In her skillful accent, Jane Alexander says that she and her fellow kiddie Auschwitz prisoners could tell that her brother was no longer her brother. He had neon-blue eyes and a ghostly pallor. “So I killed it,” she says. Yep, she killed her own brother at Auschwitz. (And you thought The Reader was the most deplorable Holocaust-exploiting film now in theaters.) Sofi reveals that this brother who died at Auschwitz is now the dybbuk that’s haunting Casey. He—it, whatever—wants to be reborn in her, his great-niece. There’s only one way out: an exorcism.

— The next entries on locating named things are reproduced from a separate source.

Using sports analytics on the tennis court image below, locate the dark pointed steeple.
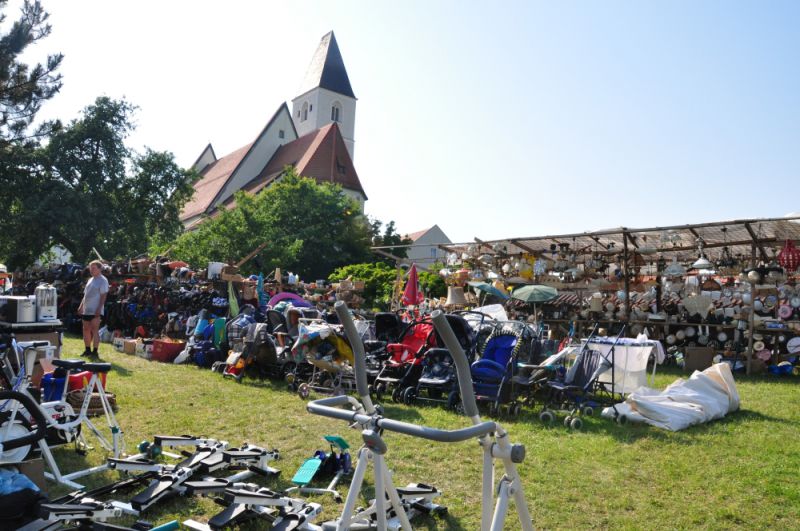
[300,31,356,98]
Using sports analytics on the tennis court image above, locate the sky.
[12,0,800,242]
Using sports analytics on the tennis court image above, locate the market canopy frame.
[439,215,800,262]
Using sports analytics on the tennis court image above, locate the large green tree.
[0,0,62,267]
[0,0,63,143]
[171,167,371,280]
[0,97,194,266]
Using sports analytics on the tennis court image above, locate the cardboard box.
[122,339,138,356]
[683,347,714,372]
[111,337,125,352]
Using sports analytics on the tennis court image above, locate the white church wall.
[214,107,297,205]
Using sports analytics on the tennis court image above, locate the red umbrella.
[403,264,425,306]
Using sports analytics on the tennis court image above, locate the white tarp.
[588,338,658,394]
[603,363,739,431]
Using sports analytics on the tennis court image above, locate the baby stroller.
[401,314,476,409]
[539,327,625,430]
[292,322,355,399]
[470,321,531,417]
[373,318,436,402]
[222,323,294,382]
[364,312,404,385]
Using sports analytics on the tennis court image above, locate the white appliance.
[34,284,58,322]
[0,295,36,323]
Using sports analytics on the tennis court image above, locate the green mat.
[292,457,322,487]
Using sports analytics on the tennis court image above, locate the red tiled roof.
[406,227,433,242]
[181,142,253,220]
[244,123,367,198]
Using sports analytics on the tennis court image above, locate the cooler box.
[67,371,108,392]
[152,339,186,363]
[42,372,67,402]
[122,339,137,356]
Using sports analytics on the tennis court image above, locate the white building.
[406,225,452,269]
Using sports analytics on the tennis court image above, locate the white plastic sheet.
[603,363,740,431]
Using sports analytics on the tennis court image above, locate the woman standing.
[78,260,108,358]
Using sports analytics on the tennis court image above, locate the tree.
[328,262,397,309]
[0,0,63,143]
[370,219,412,266]
[0,97,195,266]
[0,0,62,267]
[172,166,370,279]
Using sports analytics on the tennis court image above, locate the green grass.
[51,338,800,530]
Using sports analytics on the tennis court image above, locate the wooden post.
[745,240,756,376]
[622,232,631,323]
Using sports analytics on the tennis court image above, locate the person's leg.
[92,317,100,356]
[81,319,92,356]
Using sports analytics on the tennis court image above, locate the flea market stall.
[440,217,800,373]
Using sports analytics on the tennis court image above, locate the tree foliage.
[328,262,397,309]
[370,219,412,266]
[171,167,371,279]
[0,97,194,266]
[0,0,63,143]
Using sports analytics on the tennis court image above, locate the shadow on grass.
[568,409,795,445]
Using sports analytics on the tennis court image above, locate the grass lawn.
[50,338,800,530]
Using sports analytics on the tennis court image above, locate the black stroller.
[402,314,476,409]
[539,327,626,430]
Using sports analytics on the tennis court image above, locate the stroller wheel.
[297,384,311,398]
[403,387,417,406]
[447,391,461,411]
[392,387,403,404]
[375,384,386,402]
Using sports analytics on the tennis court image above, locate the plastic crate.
[151,339,186,363]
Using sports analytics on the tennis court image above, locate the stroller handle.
[431,310,480,422]
[306,396,497,443]
[333,301,369,408]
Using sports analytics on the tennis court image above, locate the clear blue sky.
[23,0,800,241]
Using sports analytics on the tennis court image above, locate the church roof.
[300,31,356,98]
[181,142,253,219]
[244,122,367,199]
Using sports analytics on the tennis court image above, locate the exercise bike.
[307,301,516,531]
[0,336,125,489]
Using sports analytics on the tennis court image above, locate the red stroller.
[373,318,436,402]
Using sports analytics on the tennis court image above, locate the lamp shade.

For some reason the exorcism can be performed by only one person: Rabbi Sendak, played by esteemed non-Jew Gary Oldman. He’s a tweedy, progressive rabbi, and he tells Casey when she comes to him that he doesn’t believe in any kabbalah nonsense. That is, until a few scenes later, when a mysterious wind in his synagogue tears the Torah to pieces, and he gets menaced by a dog with an upside-down head. When the exorcism finally begins, Rabbi Sendak is assisted by a basketball-playing Episcopal priest (Idris Elba—Stringer Bell from The Wire!). But the exorcism doesn’t go as planned, even though Casey does some impressive writhing on the gurney she’s strapped to. (“My main source of research was watching real exorcisms on YouTube,” Yustman says in the press notes.)

In many horror movies dealing with religion and the occult, the lead—often a skinny hottie—suffers as punishment for her loss of faith. As Goyer, the writer-director, says in an interview on, The Unborn can be seen as one of them:

Rottentomatoes: There’s also the idea in the movie that younger generations are detached from their heritage, that Casey not only doesn’t practice the Jewish faith but also is unaware of the dybbuk that has cursed her family for generations.

Goyer: Well, it’s a subtext. They’re detached from their lineage, they’re detached from their heritage, they’re detached from their families, and that makes them more vulnerable, because there’s not as much of a sense of community. It’s all subtext, but it’s in there, yeah. Absolutely.

Goyer goes on to say that survivor’s guilt, passed from grandmother to mother to daughter, is an equally strong factor in Casey’s torment. If it isn’t one thing, it’s another. What a relief, after the film’s unsurprising surprise ending, to see The Unborn’s final credit: “NO ACTUAL TORAH SCROLLS WERE DESTROYED OR DAMAGED IN THE MAKING OF THIS MOTION PICTURE.”